I will trace the history of the smart home and try to Contextualize where the wise home movement sits at the bigger technology category, the Internet of Things.
It is the dead of winter and you're driving home. The use case for a thermostat that could be available over the Web was so obvious; I wondered why it took me so long. It would have been prohibitively expensive for me to heat a weekend home during the week, and a timer would not work, as I was never really sure I was going to be in the house on a weekend. The perfect solution, a thermostat that might be remotely accessed from a smartphone over the Internet to turn on the heat as I am on the highway and still a couple of hours away from getting home.
It is a thermostat that is connected to the wireless network in your dwelling. There's a corresponding downloadable program for your own Android or iPhone that, when you open it, shows you the temperature of the room. If you've got multiple zones in your home, you can see the temperature in each zone. You can even find the temperature outside your residence. Best of all, there's a friendly interface that allows you to adjust the temperature upwards or downwards.
You'd be forgiven if you thought that the it was the first Instance of a connected device that was part of the wise home. The truth is that people have been talking about and constructing some variation of a smart home for decades. When I refer to a smart home, I am referring to a home featuring intelligent technology that simplifies and automates everyday activities like turning on lights, locking the door, lowering colors, and, yes, changing the settings on your thermostat. You may call any device “smart" that is capable of doing something autonomously. A smart thermostat automatically adjusts the heat downward if there isn't any movement in my house. That is what makes it autonomous.
Fast forward to 2011 and Nest and a time when most people you knew had a smart phone. While Nest wasn't the first intelligent thermostat, they captured the technology community's creativity with a clever interface and by putting a Wi-Fi___33 chip within their thermostat which connected it to the net. I could eventually heat up my home from the street. Big companies and startups alike started to concentrate on what other devices, if connected to the Internet, could capture the public's attention and gain mass adoption.
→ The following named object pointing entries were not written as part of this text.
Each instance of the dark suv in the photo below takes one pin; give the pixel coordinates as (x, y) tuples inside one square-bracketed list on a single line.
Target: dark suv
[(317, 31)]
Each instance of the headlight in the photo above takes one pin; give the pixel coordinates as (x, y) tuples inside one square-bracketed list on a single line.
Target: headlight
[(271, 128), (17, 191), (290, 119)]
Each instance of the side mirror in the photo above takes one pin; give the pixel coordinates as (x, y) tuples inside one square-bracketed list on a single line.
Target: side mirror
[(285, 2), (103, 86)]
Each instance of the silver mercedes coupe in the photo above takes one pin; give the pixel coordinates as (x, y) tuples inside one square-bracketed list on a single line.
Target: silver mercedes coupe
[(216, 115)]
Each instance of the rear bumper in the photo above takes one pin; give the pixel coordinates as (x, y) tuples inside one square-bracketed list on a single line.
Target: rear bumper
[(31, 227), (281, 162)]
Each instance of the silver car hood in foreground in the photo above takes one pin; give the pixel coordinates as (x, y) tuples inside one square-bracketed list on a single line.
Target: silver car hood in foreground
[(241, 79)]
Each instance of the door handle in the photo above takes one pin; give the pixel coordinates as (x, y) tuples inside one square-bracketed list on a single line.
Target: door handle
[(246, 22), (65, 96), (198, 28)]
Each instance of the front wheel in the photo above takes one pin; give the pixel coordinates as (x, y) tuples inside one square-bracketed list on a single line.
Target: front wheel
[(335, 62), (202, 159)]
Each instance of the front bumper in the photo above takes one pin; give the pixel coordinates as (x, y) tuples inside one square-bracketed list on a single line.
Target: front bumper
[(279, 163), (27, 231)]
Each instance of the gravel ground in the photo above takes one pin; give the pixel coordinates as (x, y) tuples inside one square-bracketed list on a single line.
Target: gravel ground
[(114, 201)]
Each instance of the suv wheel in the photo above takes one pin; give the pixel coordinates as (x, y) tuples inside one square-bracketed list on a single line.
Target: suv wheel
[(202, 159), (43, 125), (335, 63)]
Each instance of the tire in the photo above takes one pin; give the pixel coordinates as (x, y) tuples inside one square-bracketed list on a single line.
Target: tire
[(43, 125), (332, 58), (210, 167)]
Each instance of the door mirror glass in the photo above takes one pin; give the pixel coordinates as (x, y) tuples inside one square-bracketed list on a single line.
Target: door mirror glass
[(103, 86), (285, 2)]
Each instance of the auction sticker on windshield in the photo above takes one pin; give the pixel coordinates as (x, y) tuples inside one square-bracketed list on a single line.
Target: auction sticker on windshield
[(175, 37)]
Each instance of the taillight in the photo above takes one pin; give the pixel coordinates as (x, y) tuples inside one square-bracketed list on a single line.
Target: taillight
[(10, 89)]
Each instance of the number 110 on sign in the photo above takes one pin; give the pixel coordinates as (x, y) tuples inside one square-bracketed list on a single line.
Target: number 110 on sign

The Wise home space fascinates me; first, since it promises to transform the way we live. Second, because it has been in the cusp of taking off for decades. And finally, as it represents big business for technology companies and tech startup entrepreneurs.
Think about smart homes as places where people live that contain Devices connected to the Internet. Firms write software to program all of these devices with a design to make your life easier. Let's imagine for a moment all the places you may want connected devices outside of the home. A car might have a system that monitors where it moves along with the wear and tear on the wheels. This could all be reported back to the cloud, sharing with the driver at a later date that is it is time to realign or change the tires. Machinery inside a factory may send out a report of their performance and subsequently be adjusted to raise the output of whatever the factory is making. The Fit bit bracelet on your wrist captures your steps and can indicate what you need to do to improve your health. All of these examples are smart devices. And all of these, including devices that compose the wise home category, are a part of the bigger category the Internet of Things, or IoT. .
The Internet of things, in a way, is not a recent concept, in There has been research on wireless sensor networks for decades, and the Internet of Things is fundamentally a wireless sensor network that's now on the Internet.
National or government point of view, you have major problems like global warming, national security, and energy management. Conceivably, the Internet of Things can help, if not to prevent them, to improve things.... In case you have some ability to monitor groundwater levels, river flows, rainfalls, you have some ability to possibly be able to predict in advance when and where flooding is going to occur. If you can manage energy better and increase energy efficiency, you can reduce energy consumption and so the effect on the environment and hold off global warming or at least slow it down. With the growth in global terrorism, some of it caused by the Internet itself, the ability to be able to better track
One more example of what a smart home community could be able of, if all of the houses were connected to a central network and communication with one another. Decentralization is a means of bringing us closer and all these Benefits through IOT are achievable through blockchain technology such as Dxchain.